9° comandamento: pensa anche in bianco e nero

Allenati a capire quali sono quei tipi di ambientazioni che si possono prestare bene ad una fotografia di paesaggio  in bianco e nero. Questa scelta cromatica può sconvolgere e conferire unicità e stile anche a paesaggi già conosciuti e fotografati.

Quali sono le condizioni che ci possono spingere a pensare in bianco e nero?

Pensa ad un cielo grigio e nuvoloso, che già di suo presenta tonalità monocromatiche. Oppure, più semplicemente, ad un cielo azzurro con soffici nuvole ben evidenti.

Queste due condizioni producono risultati molto diversi e di conseguenza richiedono anche diversi procedimenti di post-produzione. Risulterà sicuramente più semplice l’elaborazione di un cielo blu accompagnato da un paesaggio illuminato da una forte luce.

L’importante, in quest’ultimo caso, è assicurarti di aver catturato tutta la gamma di colori presenti nella scena. La conversione a bianco e nero risulterà piuttosto semplice. Basterà un rapido post-processing in Lightroom o Photoshop per scurire i toni blu e aumentare il contrasto.
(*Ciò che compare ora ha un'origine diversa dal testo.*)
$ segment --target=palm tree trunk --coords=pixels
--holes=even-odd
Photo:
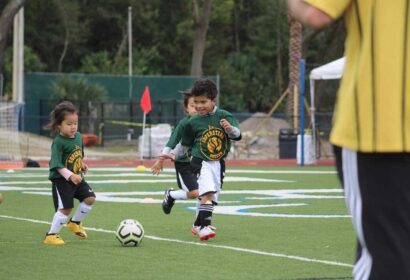
[[[295,104],[299,96],[299,61],[302,58],[302,25],[288,15],[289,22],[289,95],[287,100],[287,118],[291,127],[297,130],[298,111]]]

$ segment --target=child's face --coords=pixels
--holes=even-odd
[[[78,115],[76,113],[66,113],[58,129],[62,136],[73,138],[78,130]]]
[[[206,95],[194,96],[195,109],[199,115],[204,116],[215,107],[215,101],[209,99]]]
[[[190,116],[193,116],[193,115],[195,115],[195,114],[197,113],[197,112],[196,112],[196,109],[195,109],[195,102],[194,102],[194,98],[193,98],[193,97],[190,97],[190,98],[188,99],[188,105],[186,106],[185,111],[186,111],[186,113],[187,113],[188,115],[190,115]]]

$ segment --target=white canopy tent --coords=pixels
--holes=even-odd
[[[310,80],[310,110],[311,110],[311,120],[312,120],[312,136],[314,144],[314,153],[315,158],[317,155],[316,151],[316,122],[315,122],[315,81],[316,80],[337,80],[340,79],[343,75],[345,67],[345,58],[339,58],[332,62],[329,62],[325,65],[317,67],[310,71],[309,80]]]

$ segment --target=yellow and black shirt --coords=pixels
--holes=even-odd
[[[362,152],[410,152],[410,0],[305,0],[347,27],[330,140]]]

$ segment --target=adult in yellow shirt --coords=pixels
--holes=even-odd
[[[410,279],[410,0],[287,0],[321,28],[344,17],[331,132],[359,250],[355,279]]]

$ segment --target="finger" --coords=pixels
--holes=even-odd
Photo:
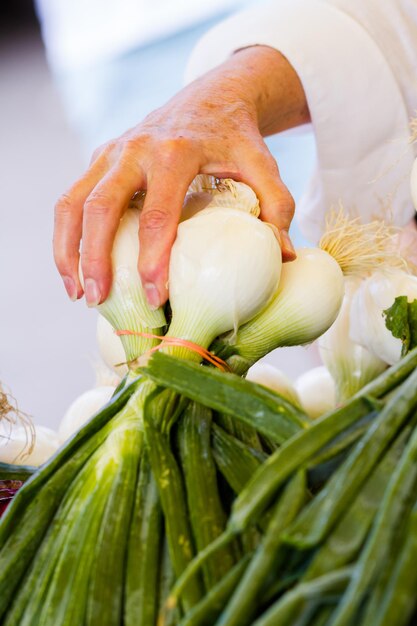
[[[143,186],[139,166],[120,164],[106,174],[84,203],[81,269],[88,306],[97,306],[109,294],[111,250],[120,218],[132,195]]]
[[[107,170],[107,158],[98,159],[55,205],[54,259],[71,300],[83,294],[78,263],[84,202]]]
[[[151,306],[158,307],[168,298],[168,267],[177,235],[187,189],[198,168],[184,171],[160,166],[148,176],[145,204],[140,216],[139,273]]]
[[[242,172],[247,182],[259,198],[260,217],[277,227],[284,261],[296,258],[288,230],[294,217],[294,199],[282,182],[278,166],[272,155],[258,153],[258,158],[251,159],[249,167]]]

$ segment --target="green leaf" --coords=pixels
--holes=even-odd
[[[384,311],[385,326],[397,339],[401,339],[401,355],[417,346],[417,300],[407,301],[407,296],[398,296],[394,304]]]

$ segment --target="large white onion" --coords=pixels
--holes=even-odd
[[[402,344],[385,326],[383,311],[398,296],[407,296],[409,302],[417,299],[417,277],[401,270],[375,272],[362,282],[351,304],[351,339],[389,365],[400,359]]]
[[[384,361],[349,336],[351,302],[359,284],[360,279],[346,280],[340,313],[318,340],[320,356],[336,383],[339,401],[353,396],[386,368]]]
[[[34,465],[45,463],[58,450],[58,433],[46,426],[33,425],[33,449],[28,453],[32,433],[27,426],[9,425],[4,422],[0,427],[0,462],[13,465]]]
[[[97,319],[97,344],[100,356],[107,367],[110,367],[118,376],[123,377],[127,372],[125,351],[120,337],[114,332],[113,326],[102,315]],[[120,365],[122,363],[122,365]]]
[[[179,225],[172,247],[168,334],[208,347],[267,304],[280,273],[281,250],[268,225],[238,209],[204,209]]]
[[[155,333],[165,325],[162,308],[151,310],[138,273],[139,209],[126,211],[113,242],[111,261],[113,282],[110,294],[97,309],[117,330]],[[83,280],[82,273],[80,278]],[[140,335],[121,337],[125,357],[132,361],[157,341]]]
[[[316,419],[336,406],[336,385],[327,367],[320,365],[301,374],[294,383],[301,406]]]
[[[250,380],[259,385],[263,385],[268,389],[272,389],[284,398],[287,398],[292,404],[299,405],[300,398],[294,388],[291,380],[286,374],[277,367],[269,363],[259,361],[252,365],[246,375],[246,380]]]
[[[112,397],[115,387],[95,387],[84,392],[72,402],[61,420],[58,435],[64,443],[86,424]]]

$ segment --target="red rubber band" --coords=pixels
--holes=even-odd
[[[199,354],[205,361],[208,361],[222,372],[230,372],[231,369],[228,364],[223,361],[220,357],[216,356],[206,348],[199,346],[198,343],[194,343],[193,341],[188,341],[187,339],[180,339],[179,337],[169,337],[167,335],[154,335],[153,333],[144,333],[144,332],[136,332],[134,330],[115,330],[116,335],[119,337],[122,335],[136,335],[138,337],[145,337],[145,339],[159,339],[161,342],[158,346],[154,346],[149,350],[149,354],[152,352],[156,352],[161,348],[166,346],[181,346],[183,348],[188,348],[192,352],[196,352]]]

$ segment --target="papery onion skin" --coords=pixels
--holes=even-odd
[[[116,330],[161,334],[166,325],[164,312],[162,308],[149,307],[137,268],[139,215],[139,209],[130,208],[120,220],[111,254],[112,287],[97,310]],[[80,278],[83,282],[81,272]],[[158,343],[140,335],[125,335],[121,342],[126,355],[123,360],[129,363]]]
[[[281,264],[272,229],[249,213],[209,207],[182,222],[171,251],[167,334],[207,348],[266,305]],[[171,351],[193,358],[186,348]]]

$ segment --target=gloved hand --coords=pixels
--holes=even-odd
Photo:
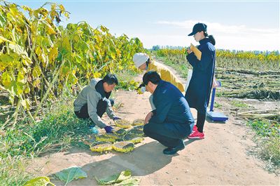
[[[104,129],[106,131],[106,133],[111,133],[113,131],[113,128],[110,126],[105,126]]]
[[[118,119],[122,119],[121,118],[117,117],[113,117],[113,120],[115,121],[115,120]]]

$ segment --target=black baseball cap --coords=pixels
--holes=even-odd
[[[195,24],[195,26],[193,26],[192,32],[190,33],[190,34],[188,34],[188,36],[192,36],[192,35],[195,34],[196,33],[197,33],[198,32],[202,32],[202,31],[206,32],[207,31],[207,25],[206,25],[204,23],[198,22],[198,23]]]

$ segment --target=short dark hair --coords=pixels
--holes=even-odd
[[[148,85],[148,81],[157,85],[160,80],[162,80],[162,79],[160,78],[160,74],[158,74],[155,71],[149,71],[145,73],[143,77],[143,83],[144,83],[145,85]]]
[[[106,82],[108,85],[115,84],[118,84],[117,77],[115,74],[107,74],[104,78],[103,81]]]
Quando si ha una fotografia di paesaggio con un cielo grigio e nuvoloso, invece, sarà leggermente più complicato. Convertiremo l’immagine in bianco e nero e ci concentreremo nello schiarire e scurire aree specifiche dell’immagine, utilizzando anche i filtri graduati.

10° comandamento: torna nelle location dove sei già stato

Ogni volta che visiti una location acquisisci nuove informazioni su di essa. Questo ti permette di conoscerla sempre meglio e, di conseguenza,  di ottenere un risultato ogni volta migliore.

Tutti abbiamo la tendenza a visitare un posto nuovo ogni volta, come se questi posti si trovassero su una lista della spesa, per avere nuove informazioni e ispirazioni, ma è anche bene essere consapevoli del fatto che è quasi impossibile avere lo scatto perfetto di una certa location quando la si visita solo una volta.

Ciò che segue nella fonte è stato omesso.